By Chen Yi-ching
Staff Reporter
Several of the authors of comic books that won awards at the Excellent Comics Awards on Saturday featured material that touches on traditional beliefs in Taiwan, including deities such as Nuozha (哪吒), Di Ji Zhu (地基主) and Matsu (媽祖).
Photo: George Tsorng, Taipei Times
The Excellent Comics Awards, which have been held annually for the past two decades, gave ratings to two groups of authors — those who have already published and those who have yet to do so.
First and third place in the first category went to Shou Hu Ling TOUCH (守護靈TOUCH) by Huang Chia-li (黃佳莉) and Ming Zhan Lu (冥戰錄) by Wei Zhong-cheng (韋宗成).
Xing Fu Tiao Wei Liao (幸福調味料) by Juan Kuang-min (阮光民) and Liu Se Dao Yuan (六色稻遠) by Chang Yi-lin (張宜琳) were in the top three in the second category.
Huang’s comic used the subject of Taiwan’s religious figures, such as Nuozha and others, and narrated the stories of their coming to the mortal realm.
Because of the heavy influence of Japanese comics on the domestic comic industry, “it’s as though we don’t have roots of our own,” Huang said, adding that this was what prompted her to start with figures that were best known and popular in Taiwan.
Religion was one of the most common as well as traditional aspects of Taiwan, Huang said, adding that her mother used to threaten her younger brother when he was unruly that she would send him off to be Nuozha’s son.

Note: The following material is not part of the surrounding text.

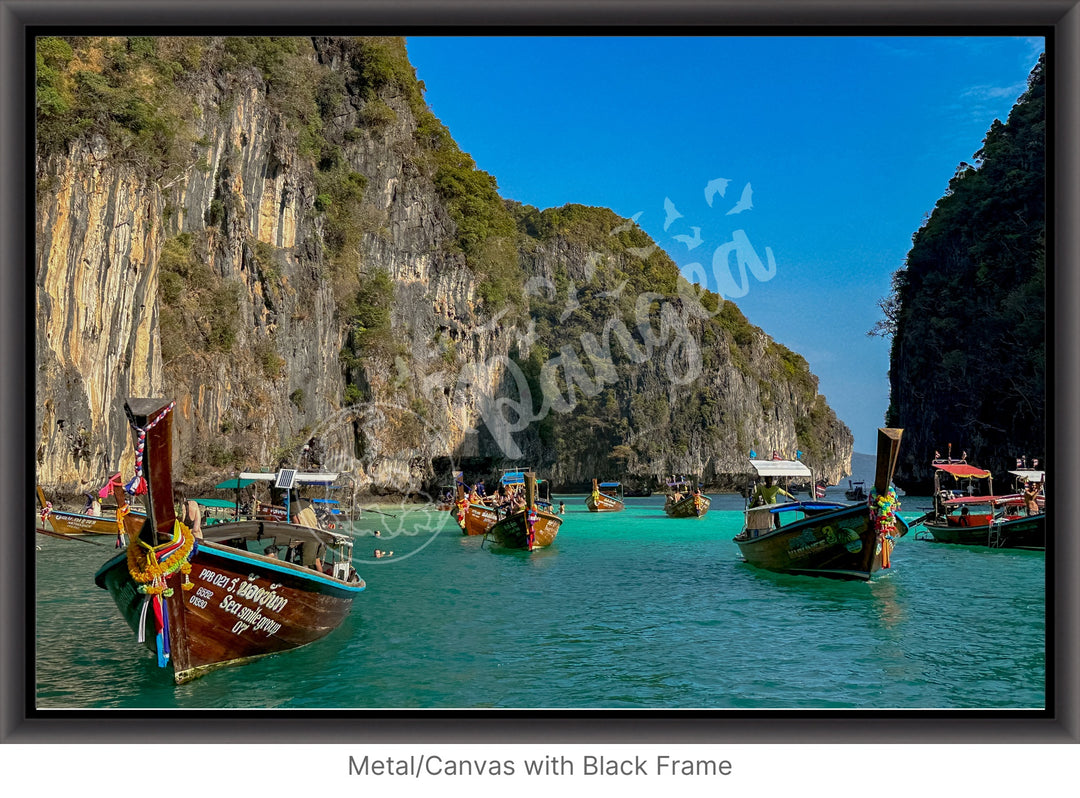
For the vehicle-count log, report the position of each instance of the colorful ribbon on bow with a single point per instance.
(530, 521)
(883, 516)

The saying stems from the traditional folk belief that children should be raised by their own parents and that if they were given to someone else to be raised, it was a sign that they were not wanted.
Huang received NT$250,000 in prize money for her comic, winning first place in the first category.

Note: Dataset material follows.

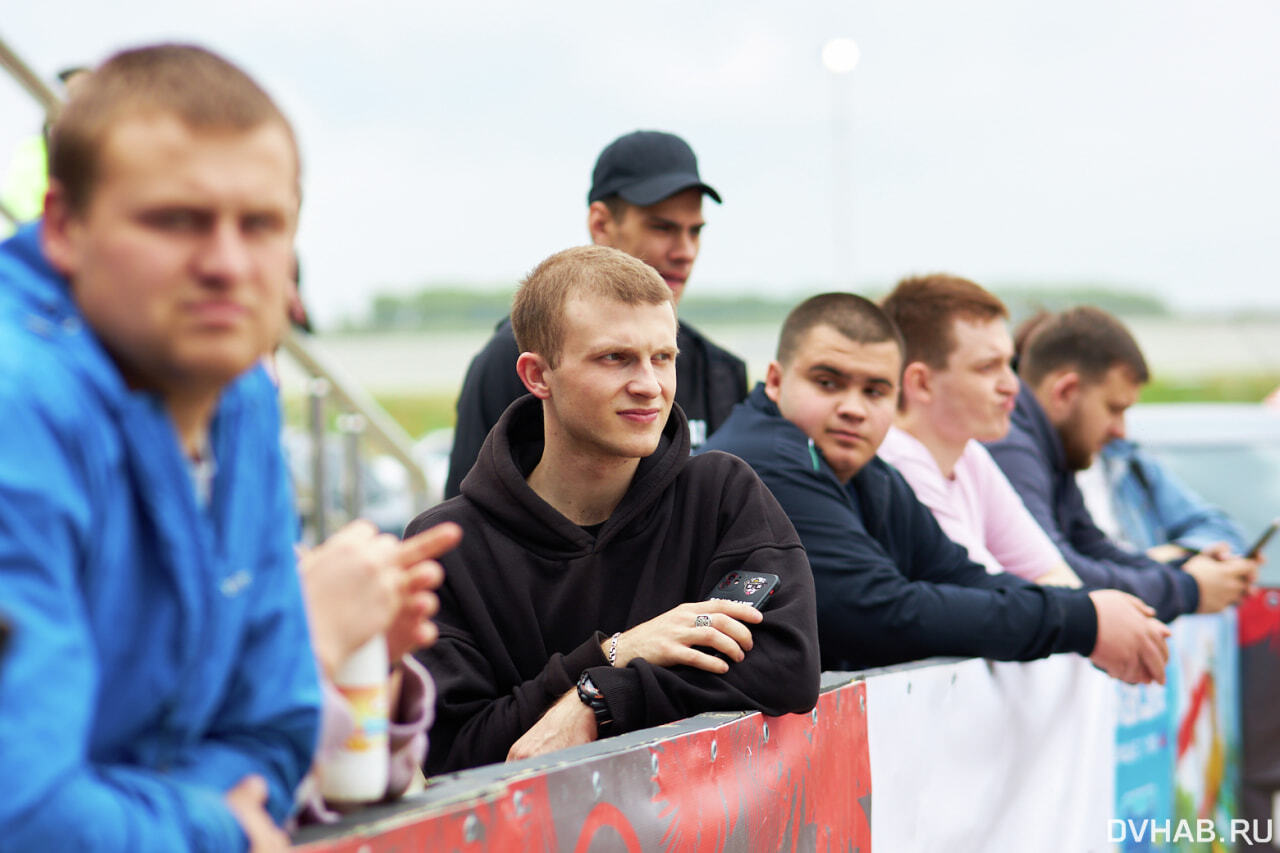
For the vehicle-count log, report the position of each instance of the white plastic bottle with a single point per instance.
(356, 772)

Wei’s Ming Zhan Lu had Matsu as the central character, departing from the usual depiction of the goddess and turning her into a cute girl, accentuating the image with Taiwan-centric overtones such as her eating meat buns and drinking honeyed Chinese Meson.

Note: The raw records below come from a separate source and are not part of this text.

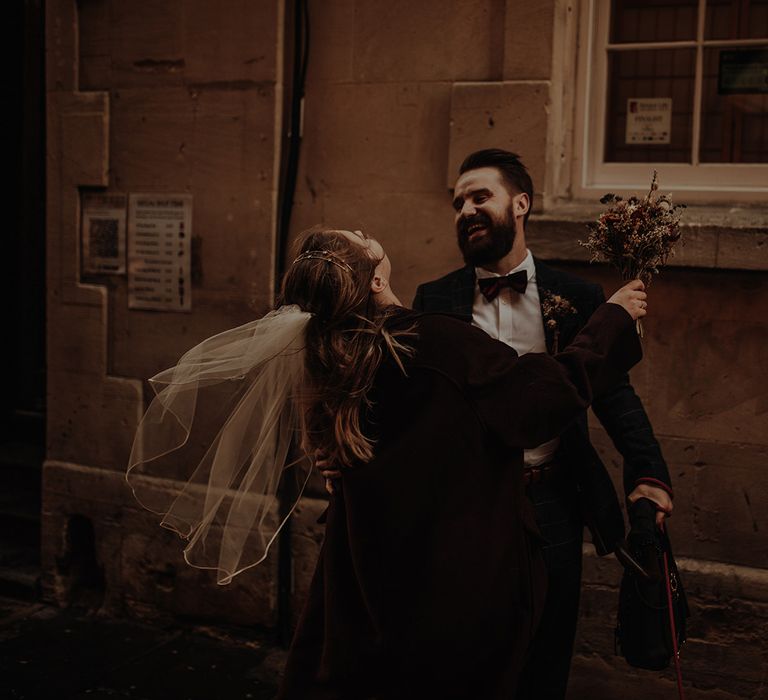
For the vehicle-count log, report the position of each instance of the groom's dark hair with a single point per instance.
(510, 166)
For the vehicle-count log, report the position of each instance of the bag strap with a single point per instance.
(670, 609)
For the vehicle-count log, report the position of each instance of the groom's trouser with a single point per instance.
(545, 674)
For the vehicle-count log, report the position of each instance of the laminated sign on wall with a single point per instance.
(159, 251)
(103, 234)
(649, 120)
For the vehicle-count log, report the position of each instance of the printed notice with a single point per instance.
(743, 72)
(649, 120)
(159, 251)
(103, 234)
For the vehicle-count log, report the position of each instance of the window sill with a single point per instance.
(723, 238)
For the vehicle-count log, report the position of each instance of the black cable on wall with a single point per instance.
(289, 165)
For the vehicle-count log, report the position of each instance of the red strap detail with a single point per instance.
(678, 671)
(655, 482)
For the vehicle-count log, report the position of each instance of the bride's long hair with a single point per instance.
(347, 340)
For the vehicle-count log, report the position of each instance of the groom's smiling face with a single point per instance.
(485, 221)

Juan’s comic focused on using condiments made by the main character as the adhesive “glue” in the story’s theme of familial and romantic love.
“Juan’s style is very simple, but the storyline surrounding the main character’s hand-made soy-sauce reflects the extraordinary aspect of the lives of ordinary people,” said Chen Chih-hua (陳治華), chairman of the judges’ panel.
Chang, the other winner in the second group, finished her comic while working at Sanyo Electric (Taiwan) Co Ltd. The content of the comic was about the life of farmers, but Chang herself had no experience or background in farming and had to travel to Taitung to observe the lives of farmers.